Summit of the Americas: An American Domestic Policy Issue

The Summit of the Americas, which opened Friday April 10 in Panama, falls first of all under the category of international policy. The United States will have the opportunity to evaluate the influence they have left on a continent which they have long dominated and where their influence will be from this point forward contested by the more autonomous nation states like Brazil, and even those that are hostile like Venezuela, but also by new external players such as China. They will also ratify the return of Cuba, ostracized since 1962 for “crimes of Communism and Sovietism.” The handshake between Barack Obama and Raul Castro will be indisputably historic.

This summit, nevertheless, also falls under American domestic policy, as illustrated by the recent warming of relations between Washington and Havana. On the cusp of the 2016 primary elections, the more conservative faction of the Republican Party has seized this case, not only to ruin the end of President Obama’s term, but also to make it a marker of “ideological purity” at the heart of their faction. Two of the candidates, Senator Ted Cruz from Texas and Senator Marco Rubio from Florida, are of Cuban ancestry. Jeb Bush, who has also announced his candidacy, was governor of Florida, the most Cuban state in the country.

Even if the Cuban community has become more moderate over the course of generations and generally approves of the current dialogue, spokespeople from anti-Castro groups in Miami continue to refuse to make any concessions regarding the Castro brothers and to dream of an abrupt change of regime in Havana. It is these conservative Cuban-Americans who come out in large numbers during the Republican Party’s primary elections. If played delicately, the Democratic Party can subsequently still hope to increase its score among a community that has always given it the cold shoulder, with a possibility of winning Florida, a swing state that, with its 29 electoral votes, is as crucial as the state of New York.

More commonly still, Latin America is established as a matter of domestic policy because the Hispanic communities established in the United States are in the process of drastically changing the demographic composition of the country and thus redrawing its political map from top to bottom. Hispanics, also known as Latinos, today make up 57 million out of a total population of 321 million. In 2050 they will be at 106 million, a quarter of the American population.

The Latino Rainbow

The history of the United States consists in part of waves of immigration where at each crest, the presence of these ethnic communities has had influence on both domestic and foreign policy. Each time, the maps have been redistributed and new power ratios have been created; for example, between religions, as when Irish, Italian and Polish immigration made Catholicism the country’s primary religion. Hispanics are far from constituting a monolithic group, incidentally reflected by a subcontinent that, despite its features of common language, culture or religion, presents real diversity and is not devoid of strong hostility. Cubans, Mexicans, Colombians or Puerto Ricans do not necessarily see the world in the same manner. Social, ideological and national differences fracture the community.

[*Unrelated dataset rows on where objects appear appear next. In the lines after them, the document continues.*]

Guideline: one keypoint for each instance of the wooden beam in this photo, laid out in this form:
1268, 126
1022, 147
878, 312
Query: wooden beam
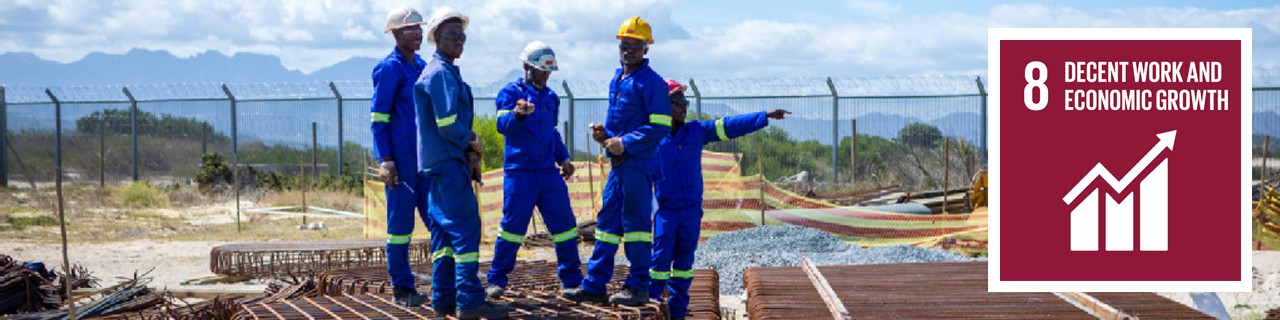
828, 295
1093, 306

However, everyone recognizes that Hispanics’ rise in power will have significant consequences on American politics. But in what sense? A few years ago, in a contentious book titled “Who Are We? The Challenges to America’s National Identity,” Samuel Huntington, who was also the troubled author of “The Clash of Civilizations,” sounded the alarm by predicting that Hispanics would not accept assimilation into Anglo-Saxon culture and would subsequently pose a threat to the American ideal. Just as hostile, other Cassandras now emphasize, as in a recent article in The Economist, that Hispanics will “drag the United States down” because they won’t succeed as much as other migrants, they have poor grades in school or their children are caught up in gangs. Numerous people, however, contest this apocalyptic vision and instead emphasize the exceptional demographic contribution and the rejuvenation that the Latinos’ rise in power signifies.

Politically, nothing is decided. Today, a large majority of Hispanic voters lean toward the Democratic side, mainly because the party has a generally favorable position toward immigration and social justice, two fundamental issues within the Latino community. But it is not certain that the Democrats will be able to count on the loyalty of this electorate with as much assurance as they can of African-Americans. “Hispanics are Republicans – they just don’t know it yet,” President Ronald Reagan famously declared, emphasizing “conservative cultural values” that prevail within Latino-American communities. “They are very religious, in favor of the right to bear arms, distrustful with regard to a bureaucratic state,” insist Republican strategists. They consider proof of this “latent conservatism” to be the growing conversion of numerous Latino Catholics to Evangelicalism, a gateway to the Republican vote.

During this historic summit in Panama, meant to celebrate the return of Cuba to the Organization of American States, there is no doubt that Democratic political advisers will look at the scene through the eyes of politicians just as much as those of diplomats. Already, it’s whispered that a Texan Latino, Julian Castro, Obama’s current secretary of housing and urban development, could be the vice presidential candidate if Hillary Clinton wins the Democratic Convention in the summer of 2016.